Significance of Statistical design
Statistical design refers to structured methods utilized for analyzing data from experiments and studies, including statistical tests like the paired 't' test and chi-square test to evaluate treatment effects. It encompasses the methodology for analyzing clinical study data to determine treatment efficacy and involves systematic planning of experiments to optimize process variables and assess their effects on product characteristics. This approach is crucial for ensuring reliable and valid conclusions in research and development.
Synonyms: Experimental design, Survey design, Research design, Sampling design, Statistical methodology.
The below excerpts are indicatory and do represent direct quotations or translations. It is your responsibility to fact check each reference.
Hindu concept of 'Statistical design'
Statistical design in Hinduism involves analytical methods, such as paired 't' tests and Wilcoxon signed rank tests, to evaluate the effectiveness of Kshara Sutra based on various parameters, demonstrating a methodological approach to religious practices.

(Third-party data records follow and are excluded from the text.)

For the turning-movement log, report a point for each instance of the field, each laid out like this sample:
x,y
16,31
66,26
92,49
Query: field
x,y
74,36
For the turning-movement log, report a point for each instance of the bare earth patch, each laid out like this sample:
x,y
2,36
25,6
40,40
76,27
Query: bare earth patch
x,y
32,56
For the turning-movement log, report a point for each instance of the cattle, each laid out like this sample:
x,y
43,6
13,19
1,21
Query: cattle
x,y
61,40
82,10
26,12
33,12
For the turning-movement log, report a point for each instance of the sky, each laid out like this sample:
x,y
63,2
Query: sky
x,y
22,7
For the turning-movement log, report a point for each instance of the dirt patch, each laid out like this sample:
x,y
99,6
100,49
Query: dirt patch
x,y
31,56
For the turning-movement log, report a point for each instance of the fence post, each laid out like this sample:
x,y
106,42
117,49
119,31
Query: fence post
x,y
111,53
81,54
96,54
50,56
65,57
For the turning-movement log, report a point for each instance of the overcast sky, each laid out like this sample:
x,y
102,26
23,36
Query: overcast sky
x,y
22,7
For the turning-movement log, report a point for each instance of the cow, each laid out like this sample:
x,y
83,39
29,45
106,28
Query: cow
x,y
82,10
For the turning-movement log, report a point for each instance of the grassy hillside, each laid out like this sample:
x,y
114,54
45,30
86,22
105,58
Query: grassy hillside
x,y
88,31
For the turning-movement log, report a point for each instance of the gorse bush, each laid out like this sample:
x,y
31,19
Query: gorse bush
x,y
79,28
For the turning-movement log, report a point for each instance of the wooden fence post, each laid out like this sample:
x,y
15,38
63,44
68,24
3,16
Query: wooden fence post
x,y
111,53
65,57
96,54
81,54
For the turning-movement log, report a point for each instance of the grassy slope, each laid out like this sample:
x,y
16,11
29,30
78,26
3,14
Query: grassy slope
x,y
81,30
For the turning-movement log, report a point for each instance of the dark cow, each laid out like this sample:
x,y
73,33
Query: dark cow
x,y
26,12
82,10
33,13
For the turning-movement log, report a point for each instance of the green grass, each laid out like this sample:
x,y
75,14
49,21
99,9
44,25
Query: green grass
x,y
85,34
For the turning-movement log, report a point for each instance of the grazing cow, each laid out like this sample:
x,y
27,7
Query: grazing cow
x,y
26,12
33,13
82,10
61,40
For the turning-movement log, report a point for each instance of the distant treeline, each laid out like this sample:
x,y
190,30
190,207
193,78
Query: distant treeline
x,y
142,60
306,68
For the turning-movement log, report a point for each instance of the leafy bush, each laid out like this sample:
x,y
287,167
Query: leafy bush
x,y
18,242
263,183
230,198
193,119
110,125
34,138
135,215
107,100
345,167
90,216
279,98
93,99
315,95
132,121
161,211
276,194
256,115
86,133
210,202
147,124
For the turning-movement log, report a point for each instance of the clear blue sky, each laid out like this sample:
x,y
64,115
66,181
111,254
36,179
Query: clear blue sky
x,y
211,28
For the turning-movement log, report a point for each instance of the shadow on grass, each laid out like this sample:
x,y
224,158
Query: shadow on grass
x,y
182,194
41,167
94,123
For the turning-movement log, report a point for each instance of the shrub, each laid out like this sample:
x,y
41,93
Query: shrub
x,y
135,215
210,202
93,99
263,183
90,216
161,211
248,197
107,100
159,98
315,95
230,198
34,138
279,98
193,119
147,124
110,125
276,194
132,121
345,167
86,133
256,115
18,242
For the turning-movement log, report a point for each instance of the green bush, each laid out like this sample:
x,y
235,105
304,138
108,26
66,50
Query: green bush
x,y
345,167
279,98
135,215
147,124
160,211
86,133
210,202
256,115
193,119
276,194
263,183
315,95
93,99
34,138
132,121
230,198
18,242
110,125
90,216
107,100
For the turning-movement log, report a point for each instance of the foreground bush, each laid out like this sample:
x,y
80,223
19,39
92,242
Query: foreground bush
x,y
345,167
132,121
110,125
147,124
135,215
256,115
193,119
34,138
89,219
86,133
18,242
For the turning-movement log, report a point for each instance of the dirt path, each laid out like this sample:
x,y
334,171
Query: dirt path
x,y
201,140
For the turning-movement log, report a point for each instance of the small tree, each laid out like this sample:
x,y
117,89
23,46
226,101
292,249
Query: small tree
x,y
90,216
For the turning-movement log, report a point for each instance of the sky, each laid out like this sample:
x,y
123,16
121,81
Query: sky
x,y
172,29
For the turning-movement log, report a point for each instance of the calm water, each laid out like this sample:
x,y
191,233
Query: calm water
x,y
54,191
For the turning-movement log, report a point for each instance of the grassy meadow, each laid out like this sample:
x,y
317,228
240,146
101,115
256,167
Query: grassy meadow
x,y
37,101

From: Journal of Ayurveda and Integrated Medical Sciences
(1) Statistical design details the tests used to analyze the data, including Wilcoxon signed rank test and Mann Whitney 'U' test.[1] (2) This refers to the methods used to analyze the data, including paired 't' tests of significance, to assess the efficacy of Kshara Sutra based on various parameters.[2]
The concept of Statistical design in scientific sources
Statistical design encompasses structured methods for analyzing experimental and study data, such as paired 't' and chi-square tests, enabling assessment of treatment effects and evaluating efficacy in clinical studies.
From: Journal of Public Health in Africa
(1) This refers to the methods used for analyzing the study's data, including frequency, percentile, mean, standard deviation, and various tests to determine significant differences.[3]
From: International Journal of Pharmacology
(1) Experimental approaches used to efficiently identify key factors influencing a process from a multivariable system, such as full factorial or Plackett-Burman design.[4]
From: Asian Journal of Pharmaceutics
(1) A structured approach to plan experiments and analyze data.[5]